I took the voice and agreed that after offering up the father of our bitter enemy in sacrifice, we will unleash specific Erinyes, those appropriate to the old man’s soul. I also said that the appearance of Jocasta’s Erinyes, those which tormented Oedipus, clearly demonstrates that the haunted person does not have to have killed with his own hands (after all, Jocasta committed suicide!) but he has to be the one to blame (and Oedipus is certainly to blame!). This is the basic principle of the Erinyes’ materializing!

I received applause and those assembled raised the other issue which had come up after the lecture given by Brother Eckhard of Prague. Namely, can the Erinyes take vengeance for patricide, or only for matricide? The Master argued the legitimacy of the former view, quoting the appropriate passages from Homer and Aeschylus. It was clear from these that the Erinyes of Laius, killed by his son Oedipus, haunt the murderer, proving that patricide, too, is a violation of nature’s laws. After the Master’s declaration, everything became clear: it would be right to offer the father of our sworn enemy in sacrifice.

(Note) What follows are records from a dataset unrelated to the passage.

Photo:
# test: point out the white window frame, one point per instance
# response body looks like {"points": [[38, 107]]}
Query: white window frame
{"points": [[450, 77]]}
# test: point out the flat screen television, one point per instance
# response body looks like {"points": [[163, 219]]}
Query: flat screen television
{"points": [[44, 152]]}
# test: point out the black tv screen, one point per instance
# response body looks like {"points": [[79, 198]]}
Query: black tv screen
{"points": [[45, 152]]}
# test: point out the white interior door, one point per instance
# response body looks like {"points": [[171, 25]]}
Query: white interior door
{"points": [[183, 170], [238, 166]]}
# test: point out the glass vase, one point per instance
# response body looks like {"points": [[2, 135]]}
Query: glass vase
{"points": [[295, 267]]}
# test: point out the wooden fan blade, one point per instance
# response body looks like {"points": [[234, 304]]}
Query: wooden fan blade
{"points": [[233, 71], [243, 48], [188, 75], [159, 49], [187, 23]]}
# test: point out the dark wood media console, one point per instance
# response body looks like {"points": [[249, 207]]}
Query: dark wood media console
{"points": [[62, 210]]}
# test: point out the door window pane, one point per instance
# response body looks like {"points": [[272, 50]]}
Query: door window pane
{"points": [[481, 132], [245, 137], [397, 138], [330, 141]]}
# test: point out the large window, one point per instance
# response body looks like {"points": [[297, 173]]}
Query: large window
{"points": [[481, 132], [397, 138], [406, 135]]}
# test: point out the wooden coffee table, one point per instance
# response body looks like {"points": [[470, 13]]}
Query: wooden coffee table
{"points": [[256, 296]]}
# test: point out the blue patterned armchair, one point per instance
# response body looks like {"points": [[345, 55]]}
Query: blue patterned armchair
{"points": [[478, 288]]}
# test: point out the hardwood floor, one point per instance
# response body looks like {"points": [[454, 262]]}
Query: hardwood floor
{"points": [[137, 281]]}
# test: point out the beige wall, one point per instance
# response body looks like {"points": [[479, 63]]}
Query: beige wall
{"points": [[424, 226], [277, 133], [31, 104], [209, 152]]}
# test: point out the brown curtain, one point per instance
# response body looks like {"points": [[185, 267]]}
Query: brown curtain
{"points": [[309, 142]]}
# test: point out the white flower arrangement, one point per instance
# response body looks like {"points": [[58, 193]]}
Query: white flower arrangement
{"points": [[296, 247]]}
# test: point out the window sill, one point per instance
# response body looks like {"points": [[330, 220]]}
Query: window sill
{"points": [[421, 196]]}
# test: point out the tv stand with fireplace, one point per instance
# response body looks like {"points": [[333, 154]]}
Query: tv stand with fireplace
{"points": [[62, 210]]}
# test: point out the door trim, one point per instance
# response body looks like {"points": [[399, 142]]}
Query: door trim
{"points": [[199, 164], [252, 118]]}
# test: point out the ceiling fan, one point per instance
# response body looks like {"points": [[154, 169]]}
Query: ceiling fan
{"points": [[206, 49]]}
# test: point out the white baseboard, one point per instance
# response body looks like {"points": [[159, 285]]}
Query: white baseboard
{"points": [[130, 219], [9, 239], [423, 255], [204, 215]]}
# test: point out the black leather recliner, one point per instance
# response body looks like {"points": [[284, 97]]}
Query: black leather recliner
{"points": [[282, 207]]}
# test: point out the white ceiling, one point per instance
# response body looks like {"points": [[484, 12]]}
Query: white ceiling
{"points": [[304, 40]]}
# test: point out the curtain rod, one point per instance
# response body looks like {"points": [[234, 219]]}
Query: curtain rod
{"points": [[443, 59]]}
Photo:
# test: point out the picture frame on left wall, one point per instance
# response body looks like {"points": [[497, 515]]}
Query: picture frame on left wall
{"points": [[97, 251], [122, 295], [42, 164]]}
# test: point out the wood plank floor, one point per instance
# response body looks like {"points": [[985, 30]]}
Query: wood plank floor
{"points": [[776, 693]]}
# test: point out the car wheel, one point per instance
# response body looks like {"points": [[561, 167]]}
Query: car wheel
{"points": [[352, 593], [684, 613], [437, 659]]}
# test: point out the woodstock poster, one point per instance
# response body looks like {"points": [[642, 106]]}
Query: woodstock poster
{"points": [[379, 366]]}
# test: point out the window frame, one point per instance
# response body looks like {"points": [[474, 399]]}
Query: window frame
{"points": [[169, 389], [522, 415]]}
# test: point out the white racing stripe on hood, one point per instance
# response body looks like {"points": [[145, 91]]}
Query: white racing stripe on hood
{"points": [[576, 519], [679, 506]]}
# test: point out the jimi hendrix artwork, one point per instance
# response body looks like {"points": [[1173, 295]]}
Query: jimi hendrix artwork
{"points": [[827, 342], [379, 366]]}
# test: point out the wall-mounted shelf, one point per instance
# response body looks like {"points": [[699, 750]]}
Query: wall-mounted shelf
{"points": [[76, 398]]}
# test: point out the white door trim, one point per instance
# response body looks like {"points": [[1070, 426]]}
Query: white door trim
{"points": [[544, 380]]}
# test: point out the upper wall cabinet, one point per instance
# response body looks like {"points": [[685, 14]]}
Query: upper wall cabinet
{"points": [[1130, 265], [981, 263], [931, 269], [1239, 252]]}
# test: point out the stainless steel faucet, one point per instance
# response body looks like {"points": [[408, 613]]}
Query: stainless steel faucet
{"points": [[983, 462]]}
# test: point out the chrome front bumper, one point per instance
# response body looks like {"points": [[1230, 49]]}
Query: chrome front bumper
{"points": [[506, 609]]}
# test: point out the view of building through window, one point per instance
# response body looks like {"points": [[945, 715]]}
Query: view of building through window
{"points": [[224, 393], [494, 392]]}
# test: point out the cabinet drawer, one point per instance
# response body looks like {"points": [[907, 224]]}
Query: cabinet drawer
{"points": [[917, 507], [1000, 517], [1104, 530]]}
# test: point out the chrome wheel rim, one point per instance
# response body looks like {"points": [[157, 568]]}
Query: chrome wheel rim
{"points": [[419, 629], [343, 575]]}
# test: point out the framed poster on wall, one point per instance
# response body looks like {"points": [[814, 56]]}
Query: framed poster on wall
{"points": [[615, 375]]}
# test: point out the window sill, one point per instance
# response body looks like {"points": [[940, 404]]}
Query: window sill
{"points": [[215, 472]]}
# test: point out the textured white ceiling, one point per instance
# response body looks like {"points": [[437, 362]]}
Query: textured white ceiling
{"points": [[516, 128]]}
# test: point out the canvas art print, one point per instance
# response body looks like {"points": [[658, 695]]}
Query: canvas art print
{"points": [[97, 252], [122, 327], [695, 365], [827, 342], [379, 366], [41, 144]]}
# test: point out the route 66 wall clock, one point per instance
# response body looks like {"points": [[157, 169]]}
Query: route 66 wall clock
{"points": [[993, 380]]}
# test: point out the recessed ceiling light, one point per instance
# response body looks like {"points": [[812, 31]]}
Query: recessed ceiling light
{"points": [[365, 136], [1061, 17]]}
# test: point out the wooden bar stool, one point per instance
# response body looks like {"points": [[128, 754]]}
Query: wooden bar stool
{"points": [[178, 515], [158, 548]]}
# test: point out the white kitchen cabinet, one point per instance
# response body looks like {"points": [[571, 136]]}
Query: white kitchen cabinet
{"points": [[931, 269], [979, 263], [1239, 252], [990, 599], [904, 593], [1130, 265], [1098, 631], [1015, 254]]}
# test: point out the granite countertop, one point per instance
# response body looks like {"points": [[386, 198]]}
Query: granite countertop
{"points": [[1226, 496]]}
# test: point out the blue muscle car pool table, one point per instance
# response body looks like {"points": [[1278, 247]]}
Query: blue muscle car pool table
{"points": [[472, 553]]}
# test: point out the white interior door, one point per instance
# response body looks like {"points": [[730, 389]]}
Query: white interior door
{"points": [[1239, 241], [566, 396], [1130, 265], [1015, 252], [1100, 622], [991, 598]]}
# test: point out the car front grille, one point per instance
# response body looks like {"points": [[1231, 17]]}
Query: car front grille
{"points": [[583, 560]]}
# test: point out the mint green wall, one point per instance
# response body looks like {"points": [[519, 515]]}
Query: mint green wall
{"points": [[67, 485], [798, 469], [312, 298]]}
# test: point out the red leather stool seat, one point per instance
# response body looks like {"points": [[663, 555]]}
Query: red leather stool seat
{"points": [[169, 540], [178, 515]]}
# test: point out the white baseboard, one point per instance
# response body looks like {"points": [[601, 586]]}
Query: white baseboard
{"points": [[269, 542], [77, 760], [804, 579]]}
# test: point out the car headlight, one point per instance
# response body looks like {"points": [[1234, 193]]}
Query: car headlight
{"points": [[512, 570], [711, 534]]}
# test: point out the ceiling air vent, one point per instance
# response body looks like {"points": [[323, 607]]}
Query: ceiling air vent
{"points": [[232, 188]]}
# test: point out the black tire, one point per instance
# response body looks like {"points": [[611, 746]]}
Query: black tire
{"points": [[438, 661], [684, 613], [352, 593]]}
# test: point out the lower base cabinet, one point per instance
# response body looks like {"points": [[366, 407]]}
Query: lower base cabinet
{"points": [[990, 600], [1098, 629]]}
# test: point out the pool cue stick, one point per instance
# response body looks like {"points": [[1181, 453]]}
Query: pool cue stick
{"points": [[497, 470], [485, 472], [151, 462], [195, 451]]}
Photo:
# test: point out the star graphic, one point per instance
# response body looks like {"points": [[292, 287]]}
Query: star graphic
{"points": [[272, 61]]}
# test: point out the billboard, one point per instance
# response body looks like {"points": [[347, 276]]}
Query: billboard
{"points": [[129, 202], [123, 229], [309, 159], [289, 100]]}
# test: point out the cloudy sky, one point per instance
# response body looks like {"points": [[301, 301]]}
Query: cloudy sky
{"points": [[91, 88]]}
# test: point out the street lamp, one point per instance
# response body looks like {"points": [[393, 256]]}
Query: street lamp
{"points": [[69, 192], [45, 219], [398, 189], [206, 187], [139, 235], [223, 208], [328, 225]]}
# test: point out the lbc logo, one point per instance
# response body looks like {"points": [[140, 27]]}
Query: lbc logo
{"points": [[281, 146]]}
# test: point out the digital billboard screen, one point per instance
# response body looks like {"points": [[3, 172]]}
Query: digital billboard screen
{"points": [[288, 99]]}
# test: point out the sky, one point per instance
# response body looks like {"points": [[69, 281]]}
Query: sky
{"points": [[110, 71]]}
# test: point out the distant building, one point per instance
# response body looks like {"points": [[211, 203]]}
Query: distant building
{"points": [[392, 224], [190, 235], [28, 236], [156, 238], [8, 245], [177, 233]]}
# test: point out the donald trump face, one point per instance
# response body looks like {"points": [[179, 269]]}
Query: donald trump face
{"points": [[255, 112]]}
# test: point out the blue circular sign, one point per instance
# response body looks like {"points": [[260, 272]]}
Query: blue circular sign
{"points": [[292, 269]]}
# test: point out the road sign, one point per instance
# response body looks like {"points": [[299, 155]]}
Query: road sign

This father must be convinced, however, that he is dying because of his son. I told the assembly that we would make this known to him before his death, just as we made it known to that scabby harlot.

After that it was Johann of Munich who took the voice. He went back to the issue which had initially brought us together, and which we were supposed to be clarifying with the help of ancient literature, namely, since there were three Erinyes – Allecto, Megaera and Tisiphone – then is it necessary to make three offerings, each corresponding to the “essential” characteristics of a given Erinyes? The majority responded in the negative. First of all, reasoned Brother Johann, the triple and individualized Erinyes appear only in Euripides, and are therefore already removed in time from the primeval notion, from the most primitive (and therefore the most authentic!) beliefs; secondly, in later literature (mainly Roman!), they become confused and take each other’s places. For example, to one author
Megaera is the personification of “relentless jealousy”, to another it is Tisiphone. It is evident from this that our second and possibly third sacrifices would be sacrifices offered in the dark, without any firm grounds – in other words, unnecessary sacrifices. The last word belonged to the Master. He supported Johann of Munich’s view and gave me instructions to offer in sacrifice only the father of our sworn enemy.